Liputan6.com, Jakarta Utang pemerintah tercatat mencapai Rp 6.527,29 triliun per April 2021. Posisi utang ini setara dengan 41,18 persen terhadap Produk Domestik Bruto (PDB).
Ekonom sekaligus Direktur Direktur Center of Economic and Law Studies (CELIOS) Bhima Yudhistira mengatakan, pemerintah harus mewaspadai overhang utang dimana laju penambahan utang tidak sejalan dengan pemulihan ekonomi.
Baca Juga
Beban bunga utang yang terlalu berat bisa menggerus belanja yang esensial seperti belanja modal dan belanja perlindungan sosial. Misalnya beban pembayaran bunga utang sudah menyita 20 persen dari total belanja pemerintah.
Advertisement
"Akibatnya utang naik, tapi efektivitas dari utang jadi mubazir karena setiap pemerintah menarik utang untuk membayar kewajiban utang yang lama. Gali lubang tutup lubang semakin dalam," ujar Bhima kepada Liputan6.com, Selasa (1/6/2021).
Menurut Bhima, dari sisi belanja, pemerintah harus memangkas belanja yang sifatnya pemborosan, seperti pembangunan ibu kota baru, proyek infrastruktur yang tidak menyelesaikan masalah biaya logistik, sampai belanja pegawai dan belanja barang yang gemuk.
"Setiap peluang pemborosan harus dicegah karena berimplikasi pada kebutuhan pembiayaan utang yang meningkat," lanjutnya.

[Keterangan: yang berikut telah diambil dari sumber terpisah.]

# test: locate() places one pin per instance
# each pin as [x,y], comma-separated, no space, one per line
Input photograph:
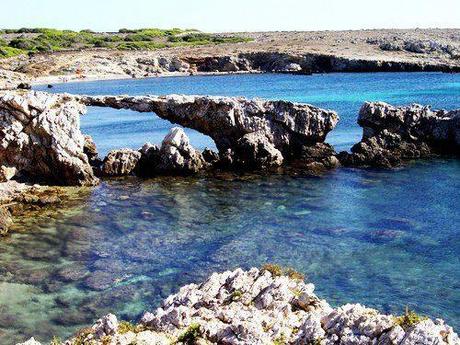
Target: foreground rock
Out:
[264,307]
[11,80]
[392,135]
[175,156]
[271,130]
[17,198]
[120,162]
[40,137]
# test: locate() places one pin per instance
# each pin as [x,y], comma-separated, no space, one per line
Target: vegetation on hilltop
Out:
[33,40]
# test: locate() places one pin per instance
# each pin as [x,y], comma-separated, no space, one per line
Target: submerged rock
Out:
[392,135]
[40,136]
[263,307]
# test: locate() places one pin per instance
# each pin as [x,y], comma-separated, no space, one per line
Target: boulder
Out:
[268,306]
[5,220]
[120,162]
[287,127]
[90,151]
[177,155]
[40,137]
[254,150]
[7,173]
[393,135]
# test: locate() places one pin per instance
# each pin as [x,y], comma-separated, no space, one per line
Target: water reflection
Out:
[386,239]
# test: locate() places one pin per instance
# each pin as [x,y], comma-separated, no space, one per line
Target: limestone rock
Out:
[12,80]
[392,135]
[40,136]
[108,325]
[258,307]
[7,173]
[286,126]
[120,162]
[5,220]
[255,150]
[177,155]
[31,341]
[90,150]
[210,156]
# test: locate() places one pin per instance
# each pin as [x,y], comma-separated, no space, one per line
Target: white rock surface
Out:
[40,136]
[256,307]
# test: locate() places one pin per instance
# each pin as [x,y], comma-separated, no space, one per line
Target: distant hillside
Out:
[33,40]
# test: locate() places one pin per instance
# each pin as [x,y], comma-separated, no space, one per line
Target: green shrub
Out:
[409,319]
[277,270]
[191,334]
[6,52]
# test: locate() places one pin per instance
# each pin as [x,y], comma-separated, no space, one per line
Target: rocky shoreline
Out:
[41,141]
[267,306]
[264,52]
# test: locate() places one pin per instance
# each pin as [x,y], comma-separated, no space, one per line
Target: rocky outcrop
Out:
[11,80]
[40,137]
[176,155]
[392,135]
[274,130]
[120,162]
[264,307]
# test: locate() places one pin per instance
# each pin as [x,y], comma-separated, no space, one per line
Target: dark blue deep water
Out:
[388,239]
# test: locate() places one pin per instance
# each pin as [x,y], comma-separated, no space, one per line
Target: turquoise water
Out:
[342,92]
[383,238]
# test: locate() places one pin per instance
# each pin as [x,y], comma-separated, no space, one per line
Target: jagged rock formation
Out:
[40,136]
[276,129]
[120,162]
[11,80]
[175,156]
[264,307]
[392,135]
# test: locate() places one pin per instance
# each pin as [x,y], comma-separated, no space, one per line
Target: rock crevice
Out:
[263,307]
[393,135]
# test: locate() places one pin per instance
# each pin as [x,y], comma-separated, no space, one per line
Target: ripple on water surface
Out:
[384,238]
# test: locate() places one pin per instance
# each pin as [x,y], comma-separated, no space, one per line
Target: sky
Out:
[230,15]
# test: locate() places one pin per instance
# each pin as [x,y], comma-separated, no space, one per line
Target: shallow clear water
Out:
[342,92]
[383,238]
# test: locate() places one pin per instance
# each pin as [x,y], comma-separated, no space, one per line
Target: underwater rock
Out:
[393,135]
[40,136]
[264,307]
[286,126]
[99,280]
[120,162]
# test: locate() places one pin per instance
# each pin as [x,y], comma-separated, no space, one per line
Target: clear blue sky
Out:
[230,15]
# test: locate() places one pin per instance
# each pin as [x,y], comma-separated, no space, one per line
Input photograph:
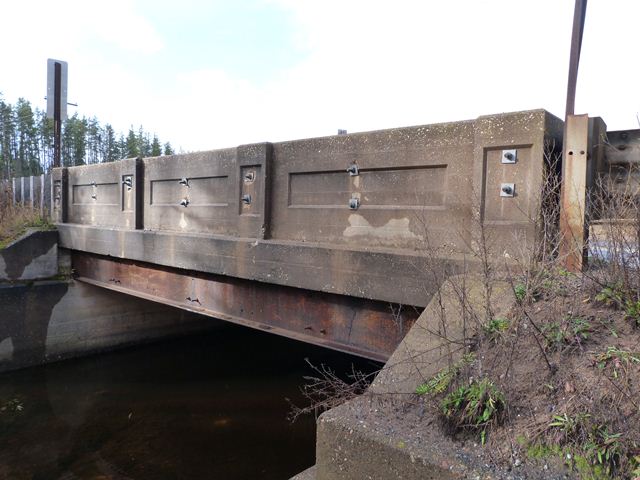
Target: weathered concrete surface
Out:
[280,213]
[400,276]
[363,327]
[32,256]
[308,474]
[52,320]
[381,435]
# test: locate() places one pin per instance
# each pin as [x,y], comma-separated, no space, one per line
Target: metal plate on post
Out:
[573,228]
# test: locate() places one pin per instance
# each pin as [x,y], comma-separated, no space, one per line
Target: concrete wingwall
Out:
[45,321]
[329,214]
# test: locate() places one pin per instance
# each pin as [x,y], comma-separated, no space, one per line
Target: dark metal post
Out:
[57,123]
[579,15]
[575,168]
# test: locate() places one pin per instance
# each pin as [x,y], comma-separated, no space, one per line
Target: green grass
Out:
[475,406]
[440,382]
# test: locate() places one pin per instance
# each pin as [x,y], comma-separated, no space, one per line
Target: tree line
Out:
[26,141]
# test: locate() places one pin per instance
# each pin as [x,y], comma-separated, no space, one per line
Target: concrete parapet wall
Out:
[326,214]
[49,321]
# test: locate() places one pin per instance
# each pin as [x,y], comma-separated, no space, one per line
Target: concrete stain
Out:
[27,311]
[394,229]
[21,253]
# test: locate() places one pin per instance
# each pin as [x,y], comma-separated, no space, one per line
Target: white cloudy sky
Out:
[208,74]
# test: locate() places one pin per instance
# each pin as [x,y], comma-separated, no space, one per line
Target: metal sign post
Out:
[573,228]
[57,102]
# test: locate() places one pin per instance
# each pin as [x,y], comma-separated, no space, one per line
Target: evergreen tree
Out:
[156,148]
[26,141]
[132,149]
[110,150]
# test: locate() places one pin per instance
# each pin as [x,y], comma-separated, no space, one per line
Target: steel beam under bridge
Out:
[368,328]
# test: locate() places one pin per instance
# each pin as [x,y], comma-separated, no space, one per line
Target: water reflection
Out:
[209,406]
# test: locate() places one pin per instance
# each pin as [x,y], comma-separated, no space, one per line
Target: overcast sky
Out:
[209,74]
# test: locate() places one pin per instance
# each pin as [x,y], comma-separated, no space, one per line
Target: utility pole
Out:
[57,102]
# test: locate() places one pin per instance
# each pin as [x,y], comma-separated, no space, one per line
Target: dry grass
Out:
[16,219]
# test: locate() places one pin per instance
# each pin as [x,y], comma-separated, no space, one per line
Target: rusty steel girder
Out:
[367,328]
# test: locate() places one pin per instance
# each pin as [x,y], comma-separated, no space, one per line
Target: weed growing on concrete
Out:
[441,381]
[475,406]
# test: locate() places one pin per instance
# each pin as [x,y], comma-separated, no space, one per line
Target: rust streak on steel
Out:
[368,328]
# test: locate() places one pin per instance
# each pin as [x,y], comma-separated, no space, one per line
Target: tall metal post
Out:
[57,122]
[573,202]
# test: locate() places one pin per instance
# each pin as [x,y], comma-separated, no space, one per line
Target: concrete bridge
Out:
[338,241]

Bhima juga mewanti-wanti tantangan ke depan yang harus diantisipasi, yakni taper tantrum, dimana normalisasi kebijakan bank sentral di negara maju akibatkan bunga utang pemerintah naik untuk cegah keluarnya dana asing.
"Setiap ada gejolak perubahan kebijakan moneter, dana asing keluar dari pasar keuangan. Jika kondisi tahun 2013 berulang, bunga utang akan naik lebih tinggi, beban makin berat," ujarnya.
Saksikan Video Pilihan di Bawah Ini:
Kurangi Bunga
Untuk mengurangi beban bunga, pemerintah disarankan juga untuk lakukan langkah strategis. Misalnya, dengan debt swap menukar pokok dan bunga utang dengan program vaksinasi.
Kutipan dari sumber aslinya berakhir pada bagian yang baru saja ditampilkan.